(Question was suggested and studied by a friend) Consider the following sequence: $$ a_n = \text{least prime divisor of } (2a_{n - 1} + 1) $$ For example, if $a_1 = 5$, we have $a_2 = 11, a_3 = 23, a_4 = 47, a_5 = 5$ and on. The question is, for every initial value of $a_1$, is the sequence $a_n$ bounded?
Here are some observations made during the attempts at a solution:
If the sequence decreases at a point, then it decreases at least at the order of $x^{1/2}$; this is attained at the case $x = p^2$ for some prime $p$.
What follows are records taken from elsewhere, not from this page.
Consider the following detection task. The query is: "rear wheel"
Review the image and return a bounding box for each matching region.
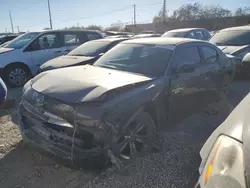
[4,65,30,87]
[117,112,156,161]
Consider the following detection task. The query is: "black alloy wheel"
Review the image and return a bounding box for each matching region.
[117,112,156,160]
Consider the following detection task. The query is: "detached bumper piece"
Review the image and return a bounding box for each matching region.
[19,104,106,166]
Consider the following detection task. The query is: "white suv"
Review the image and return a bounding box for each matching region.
[0,30,103,87]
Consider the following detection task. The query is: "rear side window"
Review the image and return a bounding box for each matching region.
[175,46,201,66]
[87,32,102,40]
[201,46,218,64]
[61,32,88,46]
[195,30,205,40]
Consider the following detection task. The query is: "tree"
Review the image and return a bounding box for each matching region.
[234,7,250,16]
[153,3,232,23]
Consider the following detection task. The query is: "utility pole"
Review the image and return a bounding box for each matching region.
[162,0,166,23]
[9,11,14,33]
[134,5,136,26]
[48,0,52,29]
Considering $a, 2a + 1, 4a + 3, \dots $ modulo $p$ for prime $p$ (this is periodic with period $ p - 1$), for some initial values of $p$, the sequence attains $0$ modulo $p$. For the class of primes $p$ where $2$ has multiplicative order $p - 1$ (modulo $p$), it is possible to prove that $x$ must be $p - 1$ modulo $p$, however as it is not known even whether this class is infinite or not, this is impossible to use.
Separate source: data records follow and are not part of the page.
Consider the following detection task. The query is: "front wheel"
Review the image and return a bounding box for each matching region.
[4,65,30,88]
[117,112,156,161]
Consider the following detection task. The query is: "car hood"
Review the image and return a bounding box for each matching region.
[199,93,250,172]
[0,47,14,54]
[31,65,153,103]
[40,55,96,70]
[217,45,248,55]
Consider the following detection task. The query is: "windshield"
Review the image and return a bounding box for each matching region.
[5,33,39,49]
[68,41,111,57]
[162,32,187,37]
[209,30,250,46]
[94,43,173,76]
If the length of the increasing part (a Cunningham chain) is asympotically $O(\log p)$ with initial value $p$, then the number increases polynomially, and with some refining of bounds, it is possible that the descending part of the sequence may dominate the ascending part, and force the sequence into a cycle. However, the only result known is that the length is $O(p)$. A preprint paper has a conditional result: https://arxiv.org/pdf/2205.07650.pdf.
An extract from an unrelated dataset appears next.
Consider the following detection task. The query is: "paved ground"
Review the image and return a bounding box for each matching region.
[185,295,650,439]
Intuition suggests, and numerical experiments further shows that the least prime divisor operation is much more rapidly decreasing than $x^{1/2}$; however because of the number-theoretical nature of the function, it is very difficult to gain any good estimates. A study on factors of numbers of the form $2p + 1$ with $p$ prime may be fruitful.